Maintenant, nous nous retrouvons en terrain connu, celui de la concertation et du compromis à la belge. Finalement, un déconfinement, ce n’est jamais qu’une sortie de crise. En Belgique, pendant une crise, qu’elle soit politique ou communautaire ou maintenant sanitaire, on retient son souffle, on désigne un leader (qu’on appelle informateur, formateur, démineur…) et on le laisse jouer le chef d’orchestre, appliquant sa propre méthodologie avec plus ou moins de succès. Alexander De Croo a joué la partition qu’il avait répétée avec Paul Magnette fin septembre et qui leur avait permis de former un gouvernement en un temps éclair. Dans le cas présent, son approche est scientifique et par là, d’une certaine manière, indiscutable. Il n’avait certes pas choisi la stratégie zéro covid, mais chaque mesure pouvait trouver sa justification dans les travaux du Gems.
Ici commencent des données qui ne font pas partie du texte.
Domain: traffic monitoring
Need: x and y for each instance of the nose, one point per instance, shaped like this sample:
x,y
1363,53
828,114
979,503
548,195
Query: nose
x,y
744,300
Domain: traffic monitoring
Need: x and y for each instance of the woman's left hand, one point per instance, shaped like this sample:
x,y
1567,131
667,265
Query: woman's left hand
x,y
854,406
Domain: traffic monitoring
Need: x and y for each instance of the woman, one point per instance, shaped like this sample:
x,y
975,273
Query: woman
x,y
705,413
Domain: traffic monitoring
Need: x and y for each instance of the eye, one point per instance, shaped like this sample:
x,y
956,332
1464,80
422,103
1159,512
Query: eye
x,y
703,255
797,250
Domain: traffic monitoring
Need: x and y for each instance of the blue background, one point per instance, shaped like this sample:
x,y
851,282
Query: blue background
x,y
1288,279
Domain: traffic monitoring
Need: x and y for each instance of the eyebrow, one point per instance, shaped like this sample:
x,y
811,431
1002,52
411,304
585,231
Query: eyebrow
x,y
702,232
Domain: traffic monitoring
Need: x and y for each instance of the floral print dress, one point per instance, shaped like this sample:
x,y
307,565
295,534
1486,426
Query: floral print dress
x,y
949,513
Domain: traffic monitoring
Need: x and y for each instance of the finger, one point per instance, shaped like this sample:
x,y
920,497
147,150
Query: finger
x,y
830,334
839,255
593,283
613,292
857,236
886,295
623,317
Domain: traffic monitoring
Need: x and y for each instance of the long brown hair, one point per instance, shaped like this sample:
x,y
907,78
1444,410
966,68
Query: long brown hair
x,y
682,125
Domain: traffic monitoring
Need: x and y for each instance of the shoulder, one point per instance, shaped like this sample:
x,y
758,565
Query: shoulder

Une fois l’accès de fièvre passé, les atavismes reprennent le dessus. Bien sûr, les jours précédant les Codeco, les responsables des partis ou certains ministres s’exprimaient dans la presse et formulaient différents souhaits, mais tous semblaient se ranger derrière le Premier ministre et son ministre de la Santé lors de la conférence de presse. Désormais libérés des obligations de prudence et de collégialité imposées par la crise, les responsables politiques ont le champ libre. Ils pourront dès lors marchander des mesures de nature différentes, accommodant probablement plusieurs groupes d’intérêts (l’horeca, les festivals…). Cette liberté (de ton) retrouvée devrait durer aussi longtemps que ce répit dans la crise sanitaire le permet. Dès les signes avant-coureurs d’une quatrième vague, Frank Vandenbroucke endossera à nouveau son costume de professeur et Alexander De Croo celui de vulgarisateur. Leur duo s’évertuera alors une nouvelle fois à aplatir la courbe des contaminations.